Will Georgantas, the man behind Thunderegg, has undertaken over the last 10 years what can only be described as an inspired and single-minded artistic journey. Open Book, a marathon compilation that documents his artistic travels through the vehicle of 213 songs (just short of nine hours worth of music), is at its best a captivating and often deeply moving listen.

The first two albums (Universal Nut and the slightly more edgy New England Music) are beautiful, delicate compilations, serving in part as an obituary for Georgantas' previous band. Rough, raw, mostly acoustic and often out of tune, Thunderegg's lo-fi, lullaby ethic is at once enraging and endearing. The songs are fragile, bruised, battered (‘New England Music', ‘Birthday Envelope' and ‘Hold Myself Up'), funny, self-conscious (‘I wish I Had A Stove'), hilariously observant (‘Other People's Coffee') and not in the least ephemeral (‘Ephemeral').

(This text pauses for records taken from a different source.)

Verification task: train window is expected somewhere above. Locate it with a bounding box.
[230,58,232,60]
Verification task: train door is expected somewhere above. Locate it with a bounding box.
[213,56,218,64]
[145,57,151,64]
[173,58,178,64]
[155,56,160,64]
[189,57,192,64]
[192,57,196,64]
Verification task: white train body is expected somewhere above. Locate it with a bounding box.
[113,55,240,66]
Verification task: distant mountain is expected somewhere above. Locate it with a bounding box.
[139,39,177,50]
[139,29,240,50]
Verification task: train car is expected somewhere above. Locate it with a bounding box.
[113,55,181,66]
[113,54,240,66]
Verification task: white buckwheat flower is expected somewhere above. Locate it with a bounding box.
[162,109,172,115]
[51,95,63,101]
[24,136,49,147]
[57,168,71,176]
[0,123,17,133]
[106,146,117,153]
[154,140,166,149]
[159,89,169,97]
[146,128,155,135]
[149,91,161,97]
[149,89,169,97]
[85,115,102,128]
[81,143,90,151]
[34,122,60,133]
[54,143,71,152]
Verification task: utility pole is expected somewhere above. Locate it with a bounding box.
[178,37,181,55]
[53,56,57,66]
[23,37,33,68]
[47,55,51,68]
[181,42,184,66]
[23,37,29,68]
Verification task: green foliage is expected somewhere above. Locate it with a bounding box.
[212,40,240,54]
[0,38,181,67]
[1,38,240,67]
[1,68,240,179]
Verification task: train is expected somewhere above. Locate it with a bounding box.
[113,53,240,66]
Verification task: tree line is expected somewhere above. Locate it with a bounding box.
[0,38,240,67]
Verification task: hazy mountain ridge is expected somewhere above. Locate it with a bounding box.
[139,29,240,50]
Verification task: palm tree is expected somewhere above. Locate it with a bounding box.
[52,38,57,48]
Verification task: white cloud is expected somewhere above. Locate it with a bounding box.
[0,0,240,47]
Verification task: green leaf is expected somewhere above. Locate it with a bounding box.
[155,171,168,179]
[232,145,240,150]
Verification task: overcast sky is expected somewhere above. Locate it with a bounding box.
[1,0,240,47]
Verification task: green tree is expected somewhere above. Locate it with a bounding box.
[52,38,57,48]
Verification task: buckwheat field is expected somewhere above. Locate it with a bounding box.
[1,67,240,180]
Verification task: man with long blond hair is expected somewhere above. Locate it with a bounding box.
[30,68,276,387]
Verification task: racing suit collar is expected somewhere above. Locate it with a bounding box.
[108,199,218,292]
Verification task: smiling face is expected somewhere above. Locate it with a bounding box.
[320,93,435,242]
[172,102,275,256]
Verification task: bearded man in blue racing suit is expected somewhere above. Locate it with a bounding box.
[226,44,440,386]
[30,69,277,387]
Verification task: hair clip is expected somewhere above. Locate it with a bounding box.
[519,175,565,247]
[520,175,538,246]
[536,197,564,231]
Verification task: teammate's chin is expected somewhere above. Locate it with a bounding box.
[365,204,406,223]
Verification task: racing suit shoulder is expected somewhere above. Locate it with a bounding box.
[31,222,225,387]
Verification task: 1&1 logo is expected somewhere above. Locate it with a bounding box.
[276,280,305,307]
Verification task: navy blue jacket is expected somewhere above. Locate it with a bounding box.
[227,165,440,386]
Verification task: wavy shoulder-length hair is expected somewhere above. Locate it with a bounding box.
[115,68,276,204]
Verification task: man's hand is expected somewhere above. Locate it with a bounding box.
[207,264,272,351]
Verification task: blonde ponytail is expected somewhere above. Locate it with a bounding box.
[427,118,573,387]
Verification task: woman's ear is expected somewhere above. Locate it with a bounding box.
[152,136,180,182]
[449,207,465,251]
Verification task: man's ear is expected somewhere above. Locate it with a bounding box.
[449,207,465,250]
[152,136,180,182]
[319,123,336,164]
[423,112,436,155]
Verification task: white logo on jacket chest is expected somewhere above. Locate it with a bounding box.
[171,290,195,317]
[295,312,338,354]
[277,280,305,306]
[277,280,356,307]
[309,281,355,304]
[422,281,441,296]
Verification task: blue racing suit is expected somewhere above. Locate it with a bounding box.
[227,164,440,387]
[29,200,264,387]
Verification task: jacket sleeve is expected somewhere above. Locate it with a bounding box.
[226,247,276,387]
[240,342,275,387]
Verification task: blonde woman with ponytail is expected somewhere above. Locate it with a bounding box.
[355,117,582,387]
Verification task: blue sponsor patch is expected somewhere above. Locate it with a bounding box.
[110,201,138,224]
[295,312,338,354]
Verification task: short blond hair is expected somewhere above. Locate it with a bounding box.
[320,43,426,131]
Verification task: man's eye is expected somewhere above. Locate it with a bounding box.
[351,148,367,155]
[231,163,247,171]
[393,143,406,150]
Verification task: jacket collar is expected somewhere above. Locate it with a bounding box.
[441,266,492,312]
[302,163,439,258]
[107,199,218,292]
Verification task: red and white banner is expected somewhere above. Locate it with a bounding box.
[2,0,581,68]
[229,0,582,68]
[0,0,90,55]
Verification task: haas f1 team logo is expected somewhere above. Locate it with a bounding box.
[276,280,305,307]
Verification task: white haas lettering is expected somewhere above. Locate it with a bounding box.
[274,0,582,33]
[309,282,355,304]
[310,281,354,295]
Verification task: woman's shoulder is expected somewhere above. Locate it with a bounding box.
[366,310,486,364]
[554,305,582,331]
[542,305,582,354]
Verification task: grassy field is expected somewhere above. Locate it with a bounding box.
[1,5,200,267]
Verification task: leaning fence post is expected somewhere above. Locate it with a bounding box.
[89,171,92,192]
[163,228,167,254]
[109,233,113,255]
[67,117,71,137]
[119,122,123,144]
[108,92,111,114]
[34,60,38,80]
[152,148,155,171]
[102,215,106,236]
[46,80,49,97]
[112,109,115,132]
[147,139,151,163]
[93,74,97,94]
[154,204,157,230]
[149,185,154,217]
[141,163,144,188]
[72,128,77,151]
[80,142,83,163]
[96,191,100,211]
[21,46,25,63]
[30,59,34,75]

Personnel Envelo-file marks a distinct development. Without doubt the album still sits firmly in the lo-fi camp, but the noticeably cleaner production and spiky arrangement of opening track ‘Cop On A Horse' is an immediate jolt to the system and sets something of a precedent maintained by the irritating They Might Be Giants-esque catchiness of ‘How The Mail Works', ‘Windmill' and ‘Old Girlfriendses'. This aside the album is permeated by quality songwriting and a sustained warmth that suggests there is still a person behind the drum machine and fuzz bass, and irrespective of any criticism, it's worth an hour of your time just for ‘Double Reverse' and ‘Wilson Calls It Quits'.

1997's Thunderegg preserves the peak and trough variety of Personnel Envelo-file, but perhaps with a lighter touch on the metaphorical musical steering wheel. Amongst the intermittent trademark quirk and peculiarity there is a reversion to the perfect pop sensibility and whimsy that dominated Universal Nut with ‘Christina Stopped Playing Her Violin', ‘Of Such Is The Kingdom of Heaven' and ‘You Forget You Get Wet' making sense of the record's weaker moments.

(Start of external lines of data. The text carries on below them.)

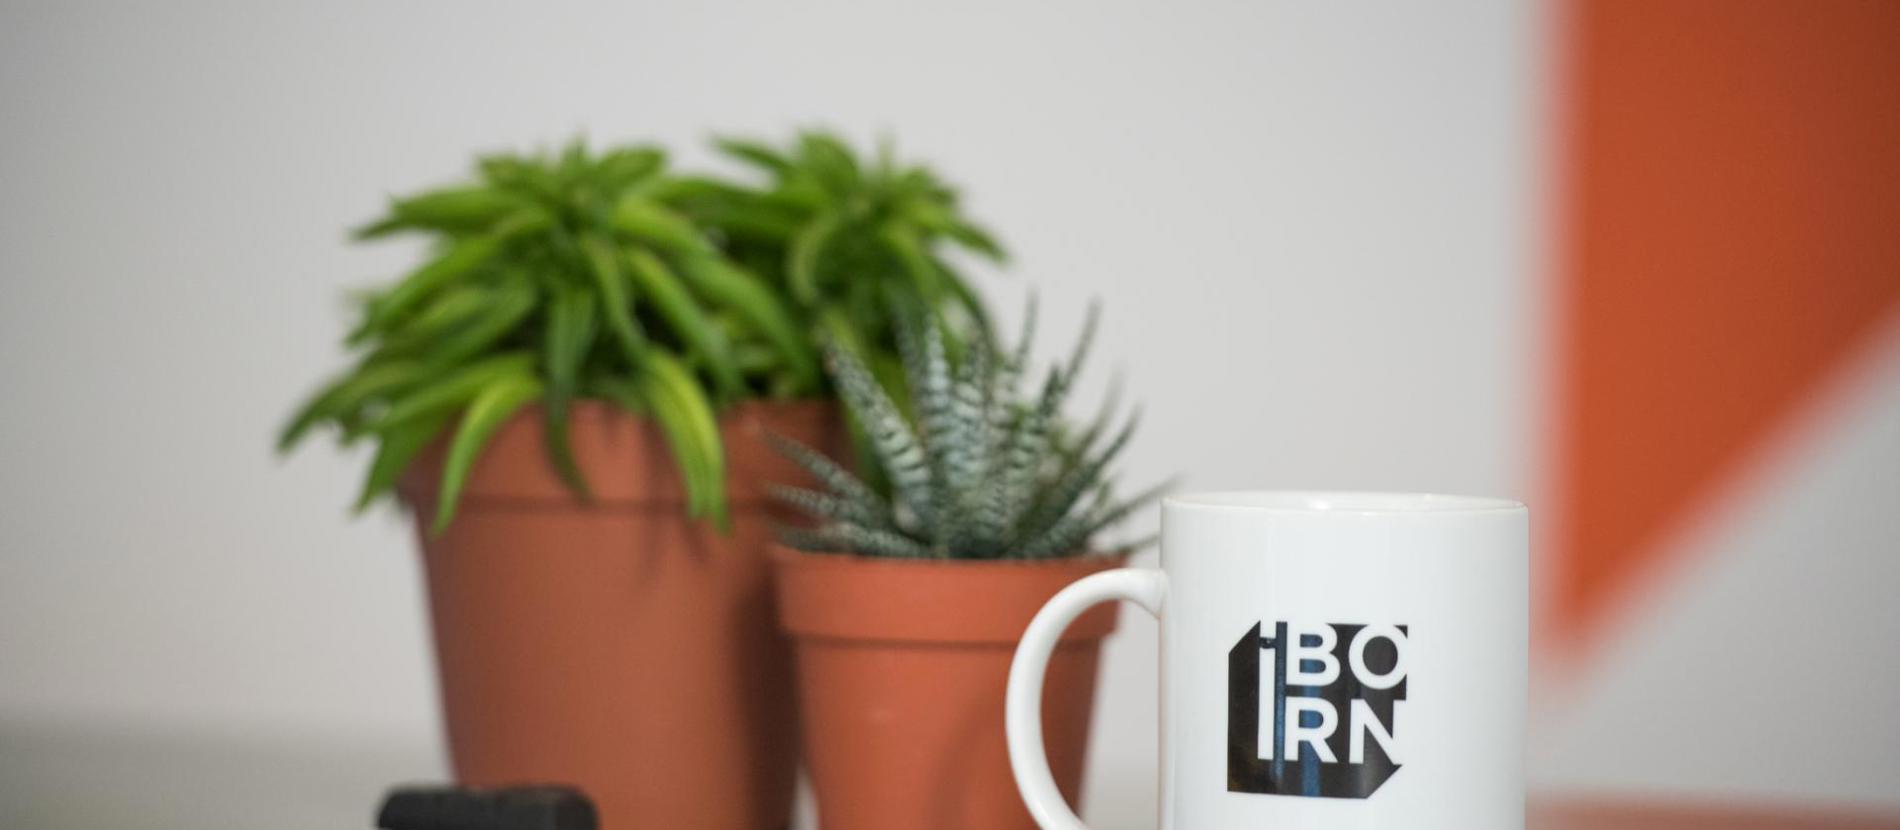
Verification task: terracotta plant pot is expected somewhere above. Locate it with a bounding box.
[773,550,1127,830]
[398,400,842,830]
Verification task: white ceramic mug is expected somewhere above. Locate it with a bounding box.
[1007,491,1528,829]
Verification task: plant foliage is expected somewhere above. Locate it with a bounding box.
[772,302,1161,559]
[662,132,1005,387]
[279,135,1004,533]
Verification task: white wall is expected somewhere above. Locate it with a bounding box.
[0,1,1545,825]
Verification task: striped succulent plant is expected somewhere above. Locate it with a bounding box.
[772,303,1161,559]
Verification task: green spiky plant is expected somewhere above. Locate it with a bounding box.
[278,138,1002,534]
[770,302,1162,559]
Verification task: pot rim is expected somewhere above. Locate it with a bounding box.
[770,545,1131,645]
[398,398,842,508]
[769,545,1129,567]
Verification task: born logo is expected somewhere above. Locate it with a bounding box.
[1228,621,1408,799]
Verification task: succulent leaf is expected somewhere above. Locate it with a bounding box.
[1017,410,1140,543]
[765,433,892,523]
[773,301,1155,559]
[825,344,933,533]
[769,485,892,531]
[777,523,930,558]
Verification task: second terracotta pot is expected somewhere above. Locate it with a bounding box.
[774,550,1126,830]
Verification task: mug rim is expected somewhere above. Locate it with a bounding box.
[1164,490,1525,515]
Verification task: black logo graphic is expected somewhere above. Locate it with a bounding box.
[1228,621,1408,799]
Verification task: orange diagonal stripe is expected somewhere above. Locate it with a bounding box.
[1556,0,1900,645]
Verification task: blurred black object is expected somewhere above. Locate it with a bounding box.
[376,785,597,830]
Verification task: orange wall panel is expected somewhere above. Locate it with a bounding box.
[1556,0,1900,643]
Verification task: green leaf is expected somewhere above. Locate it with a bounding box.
[732,342,779,374]
[612,196,712,255]
[650,175,805,241]
[817,305,871,366]
[359,235,502,336]
[638,350,728,527]
[579,233,647,369]
[787,211,840,304]
[676,255,819,391]
[278,361,426,451]
[713,136,794,176]
[905,199,1007,262]
[593,147,666,190]
[354,411,451,512]
[433,370,542,533]
[355,186,525,239]
[880,223,945,302]
[943,219,1006,262]
[371,286,494,356]
[645,174,751,205]
[541,286,598,498]
[374,352,535,432]
[418,279,537,370]
[625,250,742,398]
[559,138,589,176]
[479,154,559,201]
[796,132,862,194]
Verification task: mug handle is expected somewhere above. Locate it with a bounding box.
[1007,568,1168,830]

Powder To The People and In Yanistin, are mostly instrumental and a touch patchy, the former finding its author lacking direction and perhaps struggling for words (some of the music not-so-mysteriously turns up in song form on later recordings). A brave departure into lo-fi surf rock, “a transition in subject” to quote Georgantas, or a few too many nice ideas left undeveloped, I'm not sure, but Powder To The People is certainly a low point as far as this otherwise mighty collection is concerned. In Yanistin is altogether more cohesive, its forlorn semi-acoustic instrumentals brimming with the same sensitivity that Georgantas commands through song – hear ‘I Will Never Suffer Again', ‘The Western Sieve' and ‘The Envelope Pushes Back Demo' for the evidence. But for all the sensitivity, there is nothing more isolating than the cavernous reverb that concludes the prophetically entitled ‘Aim At The Night' or the empty hopelessness of the cyclical title track (one of only a handful of fully-formed songs included here). Deeply personal, often difficult to connect with, yet exceptionally moving and rewarding given time, In Yanistin documents perfectly an artist grappling with self-doubt.

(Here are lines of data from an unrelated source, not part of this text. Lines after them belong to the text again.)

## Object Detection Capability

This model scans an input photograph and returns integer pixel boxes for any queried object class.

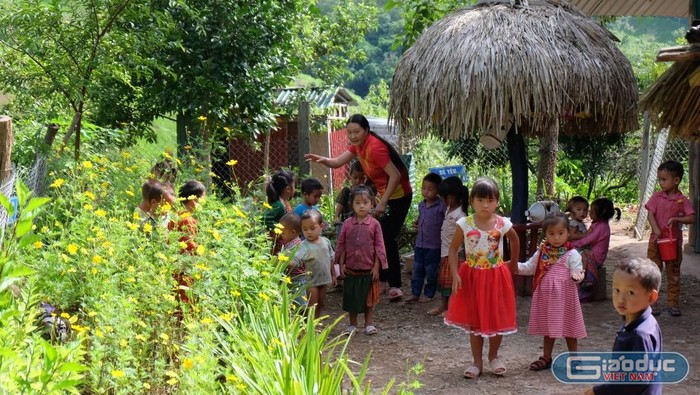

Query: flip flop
[364,325,377,335]
[427,306,446,316]
[463,364,481,379]
[341,325,356,336]
[388,287,403,302]
[490,357,506,376]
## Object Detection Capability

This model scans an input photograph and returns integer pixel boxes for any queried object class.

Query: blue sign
[552,352,689,384]
[429,165,467,183]
[6,196,18,225]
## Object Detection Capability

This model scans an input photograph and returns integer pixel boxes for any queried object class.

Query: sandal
[529,356,552,371]
[463,364,481,379]
[490,357,507,375]
[364,325,377,335]
[668,307,682,317]
[341,325,356,336]
[388,287,403,302]
[427,306,446,316]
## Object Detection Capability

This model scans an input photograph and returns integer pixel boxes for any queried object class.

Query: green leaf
[14,219,32,238]
[0,193,13,216]
[18,234,41,249]
[20,197,52,220]
[52,380,83,391]
[15,180,30,207]
[57,362,88,374]
[42,340,57,370]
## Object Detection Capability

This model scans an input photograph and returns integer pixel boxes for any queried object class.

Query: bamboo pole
[0,116,13,184]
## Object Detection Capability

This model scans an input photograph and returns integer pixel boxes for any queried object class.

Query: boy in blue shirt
[587,258,662,395]
[294,178,324,217]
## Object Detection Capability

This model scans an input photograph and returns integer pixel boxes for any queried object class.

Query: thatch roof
[389,0,639,139]
[639,50,700,140]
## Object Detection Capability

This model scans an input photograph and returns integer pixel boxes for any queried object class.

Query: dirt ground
[324,217,700,394]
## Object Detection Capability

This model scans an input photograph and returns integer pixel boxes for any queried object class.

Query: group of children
[264,159,692,392]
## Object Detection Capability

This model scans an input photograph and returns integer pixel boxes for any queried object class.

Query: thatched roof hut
[639,52,700,140]
[389,0,639,139]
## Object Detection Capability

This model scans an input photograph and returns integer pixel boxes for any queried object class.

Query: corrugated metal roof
[568,0,692,17]
[274,87,354,109]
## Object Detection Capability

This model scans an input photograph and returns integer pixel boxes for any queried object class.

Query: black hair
[350,185,375,205]
[300,178,324,195]
[469,177,500,201]
[423,172,442,187]
[349,160,365,174]
[439,176,469,213]
[300,208,323,225]
[265,169,295,204]
[142,180,166,202]
[565,196,589,212]
[279,213,301,233]
[591,198,621,221]
[541,212,570,233]
[616,258,662,292]
[347,114,409,176]
[658,160,684,180]
[179,180,206,202]
[150,158,177,185]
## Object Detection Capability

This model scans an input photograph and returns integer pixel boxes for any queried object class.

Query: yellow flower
[83,204,93,210]
[263,202,272,209]
[226,375,238,383]
[224,126,232,132]
[283,276,291,284]
[143,383,151,390]
[82,161,93,169]
[125,190,135,197]
[233,206,246,219]
[167,378,178,386]
[182,358,194,370]
[201,317,214,325]
[273,227,282,235]
[197,115,207,121]
[183,145,192,150]
[143,222,153,233]
[196,245,206,255]
[126,222,139,231]
[259,292,270,301]
[33,241,43,249]
[60,312,70,319]
[278,254,289,262]
[212,230,222,241]
[226,159,238,166]
[231,290,241,297]
[111,370,124,378]
[119,339,128,347]
[84,191,95,200]
[178,241,188,250]
[50,178,65,188]
[92,255,103,264]
[95,209,107,217]
[67,244,79,255]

2000's The Envelope Pushes Back and 2004's Sweetest One between them pull together the strings of history into one rather fantastic ball of resplendent twine. The essence of Envelope… is summed up in the glorious ‘If I Went On A Diet' – a love song to end all love songs with the bass line to end all bass lines. Sweetest One is by comparison an exercise in simplicity – drumless, melodic and void of the very personal expression of suffering I'd rather got used to after 7 hours. The euphoric ‘Long Way From Home' paints a beautiful picture of how the memory of what has passed can replace the emptiness of even our darkest, most lonely moments, a sentiment affirmed by the honest yet hopeful ‘Plaza Song'.

So having dragged my sleeping bag, flask of tea and a week's supply of chocolate digestives to the computer in order to report back to you folks on nine hours-worth of music, I guess the questions are ‘was it worth it?' and ‘have I done it justice?'

I don't think I could have even started to do this record justice. The sheer width and breadth of it can't be summed up in a couple of hundred words. What I hope I have done is give you enough information in this whistle-stop tour to at least persuade you to give Thunderegg a chance and that, although there is probably music within this monster of a collection that will pass you by, this fact is easily outweighed by Will Georgantas' knack for inspired, empathetic song writing. Be selective, bung 80% of this on your MP3 player and you'll have music for every occasion on tap for at least the next year.